Stock option abuse may spur tax change: US senator
Tax law may need strengthening to curb abuses in executive stock option compensation, the chairman of the U.S. Senate Finance Committee said on Friday.
If the tax laws are inadequate on stock options backdating, I want to beef them up, said Sen. Charles Grassley who scheduled a Sept. 6 hearing to consider the matter. His committee has jurisdiction over tax law.
Federal investigators are combing the records of scores of companies looking for manipulation of grant dates and exercise prices of stock options that unfairly lock in profits for executives on terms not available to the public.
Representatives from the Justice Department, Internal Revenue Service and the Securities and Exchange Commission are expected to testify at the September hearing, the committee said in a statement.
The practices under investigation are not illegal in all cases, but can run afoul of the law if not properly disclosed, and taxed.
Grassley, a Republican from Iowa, said he is also concerned about the current tax treatments of other executive compensation including perks and retirement benefits and questioned whether executives deserve such lavish remuneration.

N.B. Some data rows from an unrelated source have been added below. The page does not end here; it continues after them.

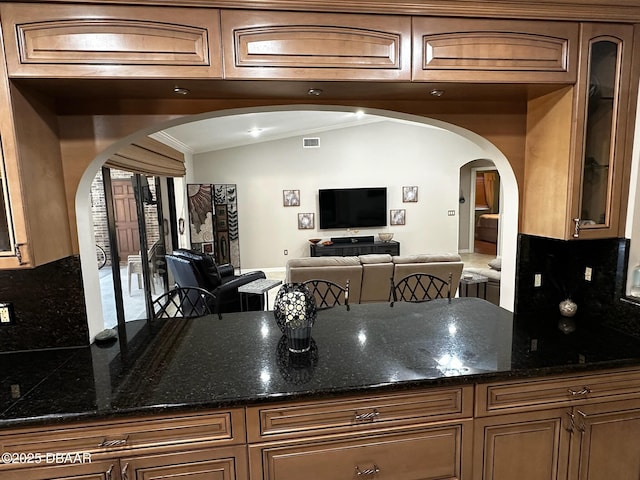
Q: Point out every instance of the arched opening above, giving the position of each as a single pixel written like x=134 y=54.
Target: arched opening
x=468 y=146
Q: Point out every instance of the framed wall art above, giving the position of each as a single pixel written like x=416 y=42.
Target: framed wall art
x=397 y=217
x=291 y=198
x=306 y=221
x=410 y=194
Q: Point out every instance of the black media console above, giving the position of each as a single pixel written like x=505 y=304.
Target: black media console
x=348 y=246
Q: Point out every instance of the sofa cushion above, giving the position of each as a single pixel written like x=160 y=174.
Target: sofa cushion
x=375 y=258
x=427 y=258
x=334 y=269
x=323 y=262
x=377 y=270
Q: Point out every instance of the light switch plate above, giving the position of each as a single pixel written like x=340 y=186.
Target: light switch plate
x=6 y=314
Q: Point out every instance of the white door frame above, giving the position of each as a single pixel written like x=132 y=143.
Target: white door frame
x=472 y=208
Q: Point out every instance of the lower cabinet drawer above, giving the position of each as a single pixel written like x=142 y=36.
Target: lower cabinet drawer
x=440 y=453
x=219 y=428
x=357 y=414
x=528 y=395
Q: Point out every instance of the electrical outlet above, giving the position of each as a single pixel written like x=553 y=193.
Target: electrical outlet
x=15 y=391
x=6 y=313
x=588 y=272
x=537 y=280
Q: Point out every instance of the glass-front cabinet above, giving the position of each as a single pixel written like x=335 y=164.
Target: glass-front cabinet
x=602 y=107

It looks as though boards of directors are approving bad deals without shareholder approval, Grassley said in the committee statement.
Stock options give the holder the right to buy shares at a fixed strike price, normally set at the market price of the shares on the date the options are granted.
At issue is backdating in which the options were awarded on one date, but then the grant date was set at an earlier date to precede a rally in the shares, locking in profits for the option recipient not available to the general public.
Also under scrutiny are spring-loading and bullet-dodging - practices in which grant dates are set to either precede announcements of good news by the company, or to follow bad news, anticipating a rally in the share price in both cases.
More than 120 companies have disclosed restatements, internal investigations or government investigations regarding past stock options grants, according to a report by market research firm Glass Lewis & Co. on Wednesday.
In addition to investigations by the SEC and IRS, the U.S. Justice Department has set up a special task force in northern California to examine potential criminal charges against some companies. Criminal charges have already been filed against former executives of Brocade Communications Systems Inc. and Comverse Technology Inc. related to stock options.